Discounted Cash Flow Model
The discounted cash flow model is based on different assumption which are followed.
- The risk free rate is 4.69%.
- Cost of debt of the Mercury is 6.0%.
- Rate of corporates taxes is 40%.
- Degree of leverage: 20%.
- The growth rate on the long run basis is 2%.
This model is basically based on the 5 years forecasting particularly revenue forecasting along with balance sheet projection which is done by the Liedtke. In the model two stage growth strategy is followed in which first five years and then growth rate strategy. The concepts of WACC, terminal value and free cash flows are used.
Weighted Average Cost of Capital (WACC)
The weighted average cost of capital is basically have two parts debt and capital part. As for cost of equity of the company is concerned we use unleveraged and re-leverage beta. On the very first stage unleveraged beta is calculated which is 1.60. After this stage CAPM model is used to calculate the cost equity of the company which is 14.34%. The cost of debt is based on the assumption which is 6 %. In order to cacluate the WACC of the company all the main elements of WACC is now calculated. WACC is followed.

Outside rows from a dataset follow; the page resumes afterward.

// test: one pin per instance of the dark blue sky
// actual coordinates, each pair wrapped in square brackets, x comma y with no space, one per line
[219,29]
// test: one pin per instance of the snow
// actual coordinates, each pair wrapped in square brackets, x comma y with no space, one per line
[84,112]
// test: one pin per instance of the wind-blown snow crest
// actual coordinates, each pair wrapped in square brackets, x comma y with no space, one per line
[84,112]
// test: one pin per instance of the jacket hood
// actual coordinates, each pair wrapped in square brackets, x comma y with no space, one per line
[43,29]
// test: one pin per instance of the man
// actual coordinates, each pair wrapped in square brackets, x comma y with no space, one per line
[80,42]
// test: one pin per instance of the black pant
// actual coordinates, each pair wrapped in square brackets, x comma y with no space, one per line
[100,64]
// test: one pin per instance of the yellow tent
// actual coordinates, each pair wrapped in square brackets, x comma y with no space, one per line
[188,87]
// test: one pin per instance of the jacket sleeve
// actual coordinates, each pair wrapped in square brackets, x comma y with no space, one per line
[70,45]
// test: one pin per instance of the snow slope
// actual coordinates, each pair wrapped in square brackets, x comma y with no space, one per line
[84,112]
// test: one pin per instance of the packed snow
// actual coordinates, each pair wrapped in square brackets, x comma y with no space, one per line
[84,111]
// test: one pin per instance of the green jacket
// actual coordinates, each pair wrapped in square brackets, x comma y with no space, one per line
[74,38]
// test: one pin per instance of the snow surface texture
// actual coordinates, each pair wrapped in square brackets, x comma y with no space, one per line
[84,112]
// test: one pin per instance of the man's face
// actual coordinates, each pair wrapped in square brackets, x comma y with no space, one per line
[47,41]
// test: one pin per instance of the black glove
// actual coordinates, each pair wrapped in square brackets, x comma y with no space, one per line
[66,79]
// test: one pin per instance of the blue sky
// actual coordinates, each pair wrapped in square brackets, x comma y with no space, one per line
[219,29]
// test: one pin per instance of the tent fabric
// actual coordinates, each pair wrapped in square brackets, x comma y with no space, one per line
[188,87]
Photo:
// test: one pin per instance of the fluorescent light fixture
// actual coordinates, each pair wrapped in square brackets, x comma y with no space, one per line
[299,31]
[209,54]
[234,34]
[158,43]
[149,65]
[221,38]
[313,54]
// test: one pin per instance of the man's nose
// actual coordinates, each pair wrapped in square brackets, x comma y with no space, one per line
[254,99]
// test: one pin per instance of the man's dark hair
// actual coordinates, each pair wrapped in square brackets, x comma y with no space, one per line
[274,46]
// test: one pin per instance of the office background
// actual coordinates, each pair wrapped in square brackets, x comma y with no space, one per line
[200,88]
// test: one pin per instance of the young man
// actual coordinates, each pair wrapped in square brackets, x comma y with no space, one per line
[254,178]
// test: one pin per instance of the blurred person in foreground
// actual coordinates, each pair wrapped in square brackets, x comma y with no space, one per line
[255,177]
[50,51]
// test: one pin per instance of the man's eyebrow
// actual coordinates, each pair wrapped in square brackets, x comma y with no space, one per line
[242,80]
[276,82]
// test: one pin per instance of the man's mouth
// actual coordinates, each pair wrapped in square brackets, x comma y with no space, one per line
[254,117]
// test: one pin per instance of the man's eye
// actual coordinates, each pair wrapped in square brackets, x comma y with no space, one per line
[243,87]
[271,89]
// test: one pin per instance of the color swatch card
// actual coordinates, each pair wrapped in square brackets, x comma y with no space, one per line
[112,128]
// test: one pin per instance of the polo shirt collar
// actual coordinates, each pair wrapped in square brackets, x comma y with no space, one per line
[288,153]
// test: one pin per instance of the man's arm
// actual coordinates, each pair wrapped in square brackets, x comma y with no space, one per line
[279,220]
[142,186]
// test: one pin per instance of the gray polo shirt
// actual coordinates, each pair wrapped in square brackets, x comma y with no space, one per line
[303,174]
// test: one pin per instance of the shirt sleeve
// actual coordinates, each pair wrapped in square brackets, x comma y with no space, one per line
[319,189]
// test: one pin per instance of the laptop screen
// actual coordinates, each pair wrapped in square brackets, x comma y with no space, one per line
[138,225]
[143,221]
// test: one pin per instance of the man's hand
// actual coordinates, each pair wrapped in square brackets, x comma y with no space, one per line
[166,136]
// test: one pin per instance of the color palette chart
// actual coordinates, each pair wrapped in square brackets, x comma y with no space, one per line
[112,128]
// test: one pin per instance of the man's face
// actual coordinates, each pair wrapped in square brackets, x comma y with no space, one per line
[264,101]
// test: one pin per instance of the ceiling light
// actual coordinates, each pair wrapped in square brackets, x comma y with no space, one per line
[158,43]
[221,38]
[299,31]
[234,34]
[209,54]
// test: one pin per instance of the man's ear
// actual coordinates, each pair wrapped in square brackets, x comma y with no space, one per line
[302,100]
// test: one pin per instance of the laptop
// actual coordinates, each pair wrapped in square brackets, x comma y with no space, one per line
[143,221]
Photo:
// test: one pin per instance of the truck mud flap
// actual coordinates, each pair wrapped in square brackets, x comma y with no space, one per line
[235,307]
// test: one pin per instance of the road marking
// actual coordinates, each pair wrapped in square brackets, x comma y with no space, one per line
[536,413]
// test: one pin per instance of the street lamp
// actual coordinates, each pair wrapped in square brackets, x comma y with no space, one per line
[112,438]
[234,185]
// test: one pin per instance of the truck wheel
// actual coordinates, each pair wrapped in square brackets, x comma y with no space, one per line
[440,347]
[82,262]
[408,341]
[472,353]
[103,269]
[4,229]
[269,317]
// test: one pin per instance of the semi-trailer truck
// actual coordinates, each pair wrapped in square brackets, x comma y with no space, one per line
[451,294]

WACC= E/(D+E) * rE + D/(D+E) * (1 – tax rate) * rd
= 0.8 * 14.34% + 0.2 * 0.6 * 6% = 12.19%
Free Cash Flows from 2007 to 2011
Possible Synergies and the Effect on Base Case Valuation
Firstly, AGI could help Mercury reduce its DSI by changing Mercury’s inventory management system, thus improving Mercury’s turnover rate and increasing free cash flow. In addition, Mercury’s women’s casual footwear line could continue as a part of Active Gear’s. In that case, EBIT margin will get improved. What’s more, the acquisition could help
the company cut the cost by using fewer employees and getting a discount of raw materials. The new joint corporation can form an effect of scale and make a better deal with suppliers. Last, entering new market segments will help the joint corporation target the larger market, bring higher sales and roughly double its revenues.
In conclusion, Mercury is an appropriate target for AGI basing on the result of John Liedtke’s case base projection. AGI will obtain more discount from raw material suppliers and acquire more cooperation opportunities with larger manufacturers. Also, AGI may almost double the retailers and distributors after combining. What’s more, it will also potential to double revenues. The two companies are concentrated on different parts, and now AGI is able to enter new market segments and enjoys a larger market to make huge profits.